Retherford, Robert D.; Cho, Lee-Jay; Kim, Nam-il

Publisher

[Marland]:Springer; Popluation Association of America

Date 1984-11
Journal Title; Vol./Issue Demography:vol.21(no.4)
Pages 23
Subject Country South Korea(Asia and Pacific)
Language English
File Type Link
Subject Social Development < Population
Holding JSTOR

Abstract

This paper estimates ever-married birth rates by age and duration since first marriage and ever-married total fertility rates for the Republic of Korea, derived by applying an extension of the own-children method of fertility estimation to the 1975 and 1980 censuses. Since each census provides annual estimates for the 15-year period previous to enumeration, there is a ten-year period of overlapping estimates that facilitates checks for consistency and accuracy. Comparisons are also made with estimates derived from the 1974 Korea National Fertility Survey, which was part of the World Fertility Survey. The method works well, except in its application to the 1975 Census where the evidence suggests considerable misreporting of age at first marriage because of the way the question was asked and coded.
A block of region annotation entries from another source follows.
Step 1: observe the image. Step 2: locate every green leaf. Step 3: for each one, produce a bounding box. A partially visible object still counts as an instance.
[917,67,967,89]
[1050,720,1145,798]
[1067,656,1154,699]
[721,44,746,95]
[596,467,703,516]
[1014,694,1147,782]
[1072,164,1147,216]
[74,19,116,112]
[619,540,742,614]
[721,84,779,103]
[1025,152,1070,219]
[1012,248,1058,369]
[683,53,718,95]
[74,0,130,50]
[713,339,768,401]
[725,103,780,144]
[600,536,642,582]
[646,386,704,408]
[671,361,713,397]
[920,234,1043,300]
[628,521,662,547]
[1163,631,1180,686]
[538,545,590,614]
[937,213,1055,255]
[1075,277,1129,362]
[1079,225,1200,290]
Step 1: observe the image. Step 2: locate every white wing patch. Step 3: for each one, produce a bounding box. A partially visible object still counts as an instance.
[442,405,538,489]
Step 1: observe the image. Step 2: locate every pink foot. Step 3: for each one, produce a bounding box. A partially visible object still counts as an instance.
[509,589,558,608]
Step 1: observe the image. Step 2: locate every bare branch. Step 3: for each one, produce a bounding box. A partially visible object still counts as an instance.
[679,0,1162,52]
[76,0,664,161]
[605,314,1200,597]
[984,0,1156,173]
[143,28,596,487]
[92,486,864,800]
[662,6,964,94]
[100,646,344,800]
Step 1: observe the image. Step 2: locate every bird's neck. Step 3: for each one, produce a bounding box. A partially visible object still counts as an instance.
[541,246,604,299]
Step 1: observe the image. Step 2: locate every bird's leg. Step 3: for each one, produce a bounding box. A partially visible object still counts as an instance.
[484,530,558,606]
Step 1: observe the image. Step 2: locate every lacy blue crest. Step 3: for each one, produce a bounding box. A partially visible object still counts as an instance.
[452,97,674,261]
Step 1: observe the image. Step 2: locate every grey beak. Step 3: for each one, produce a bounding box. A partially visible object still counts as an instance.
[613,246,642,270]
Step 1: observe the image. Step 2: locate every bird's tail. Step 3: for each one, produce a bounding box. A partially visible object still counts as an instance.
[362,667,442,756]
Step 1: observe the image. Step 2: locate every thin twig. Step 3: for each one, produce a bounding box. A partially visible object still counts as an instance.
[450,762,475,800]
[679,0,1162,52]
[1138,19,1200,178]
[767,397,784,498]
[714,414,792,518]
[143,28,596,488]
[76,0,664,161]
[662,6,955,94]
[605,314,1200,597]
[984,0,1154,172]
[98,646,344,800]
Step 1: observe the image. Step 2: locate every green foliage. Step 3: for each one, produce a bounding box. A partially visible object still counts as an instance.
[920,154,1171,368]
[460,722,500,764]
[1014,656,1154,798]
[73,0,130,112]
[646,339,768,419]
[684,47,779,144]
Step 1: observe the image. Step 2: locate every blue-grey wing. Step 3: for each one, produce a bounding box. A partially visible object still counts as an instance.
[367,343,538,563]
Results confirm that ever-married fertility fell substantially in Korea between 1961 and 1980, with a temporary resurgence in the late 1960s and early 1970s. Ever-married fertility rose at younger ages and shorter durations and fell at older ages and longer durations. Ever-married fertility differentials by ruban-rural residence and by education were usually in the expected direction, with urban fertility generally lower than rural fertility and the fertility of those with mroe education usually lower than the fertility of those with less education. Differential ever-married fertility by urban-rural residence and education declined over the estimation period.